The problem: When migrating content into a Drupal site, no contributed modules provide a way to preserve old NID's during content import when consolidating several Drupal sites into a single installation. Please post counterexamples to this thread, if you know any.

Therefore, it is impossible to preserve old URLs with those modules. Without a way of mapping the old NIDs to their new NIDs, it is impossible to ensure that inbound links from other sites will be preserved.

My particular challenge: This is a write up of how to merge three sites into one while preserving NIDs. When a request comes from oldsite2.com/node/23 it forwards to that nodes new location on the new site, newsite.com/node/2023, likewise from oldsite1.com/node/23 to newsite.com/node/4023. See the problem this solves? I imagine that most people won't find this entire post particularly useful, but you can take parts of it as you might need.

This was a requirement for our client, and so I underwent a somewhat lengthy process to do this. There are probably several steps of this process that can be handled in a different way (for instance, the awk script could have been an SQL or PHP script). Feel free to post those to this thread.

I post this as a conceptual overview and some of my code so that others might benefit. I owe much to the Aquia migration blog post on this subject.

The solution overview: Migrate your old NIDs in a programmatic fashion. For instance, if an old site's node had a NID of 215, make it 2215, or , if it had a NID of 3, make it 2003. Add 2000 to the NIDs in the old database, then export them, and import them into the new database (using PHPmyAdmin or Drush or something). We also added 2000 to all comments and terms and things and imported them. We also mapped old input formats to new ones. The scripts below are just SAMPLES, and cannot be run verbatim.

Also export the url_alias table, and iterate through it with the language of your choice, adding 2000 to the NIDs in that file.
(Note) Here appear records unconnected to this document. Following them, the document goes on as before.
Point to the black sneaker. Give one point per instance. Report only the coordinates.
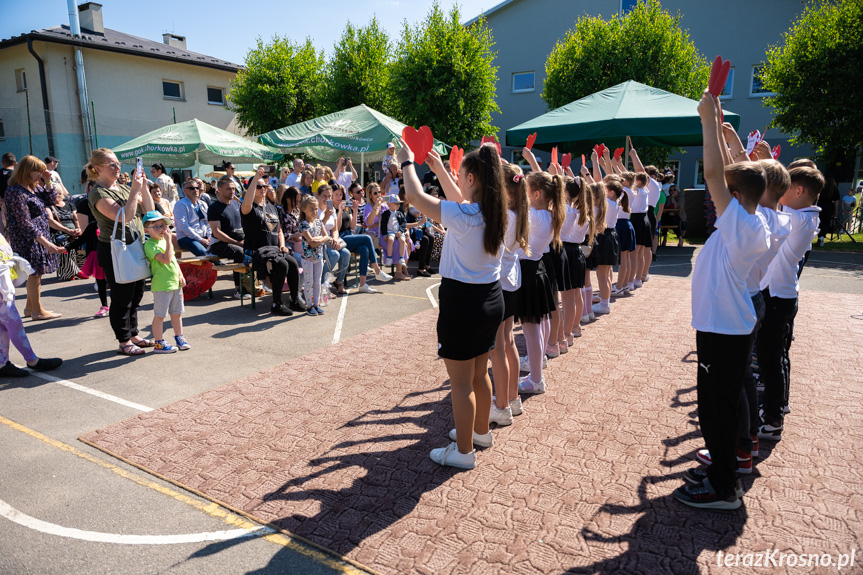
(697, 475)
(702, 496)
(12, 370)
(280, 309)
(47, 364)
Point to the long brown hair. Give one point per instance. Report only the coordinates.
(597, 192)
(516, 189)
(577, 190)
(484, 164)
(552, 191)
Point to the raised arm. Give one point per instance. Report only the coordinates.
(714, 165)
(425, 203)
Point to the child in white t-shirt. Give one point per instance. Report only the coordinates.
(722, 312)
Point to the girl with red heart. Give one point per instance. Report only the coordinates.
(471, 296)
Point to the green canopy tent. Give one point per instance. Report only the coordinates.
(649, 116)
(193, 142)
(358, 131)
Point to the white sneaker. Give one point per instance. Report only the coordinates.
(481, 440)
(525, 385)
(600, 309)
(515, 406)
(524, 363)
(502, 417)
(450, 455)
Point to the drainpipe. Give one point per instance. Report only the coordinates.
(45, 105)
(83, 98)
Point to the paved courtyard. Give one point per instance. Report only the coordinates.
(330, 443)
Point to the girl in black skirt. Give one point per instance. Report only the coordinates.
(536, 294)
(504, 357)
(471, 297)
(577, 227)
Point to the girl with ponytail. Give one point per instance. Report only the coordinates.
(471, 296)
(504, 357)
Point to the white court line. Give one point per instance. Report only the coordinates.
(95, 392)
(337, 335)
(24, 520)
(431, 297)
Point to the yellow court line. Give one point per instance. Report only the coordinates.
(212, 509)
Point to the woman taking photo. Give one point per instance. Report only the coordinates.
(107, 198)
(27, 228)
(471, 298)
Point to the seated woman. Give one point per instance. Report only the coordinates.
(265, 242)
(333, 252)
(359, 244)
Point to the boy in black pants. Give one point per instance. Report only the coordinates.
(779, 288)
(722, 312)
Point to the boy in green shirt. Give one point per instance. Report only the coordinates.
(167, 283)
I used awk.

Next, any URL that comes from the old site's address, check it for paths /node/nid, and rewrite it with mod_rewrite in the .htaccess file.

At the end of this process, any URL coming from oldsite.org/node/1 will be redirected and rewritten to newsite.org/node/2001. You can migrate in two sites, modifying these scripts to add 6000 to the url of the second site, so that oldsite2.org/node/1 will be redirected to oldsite.org/node/6001.

As you may have guessed, this tutorial is not for the faint of heart.

First, upgrade all your sites to the current version of Drupal, in my case Drupal 6. If you're doing this in Drupal 7, you'll have to modify this tutorial accordingly. You want to migrate from one table to another preserving structure. I ran into this issue when upgrading from 4.7 with Spanish characters and solved it like this.

NEXT: CREATE A COPY OF YOUR OLD DATABASE. RUN THESE SCRIPTS ON A COPY, NOT ON YOUR ORIGINAL.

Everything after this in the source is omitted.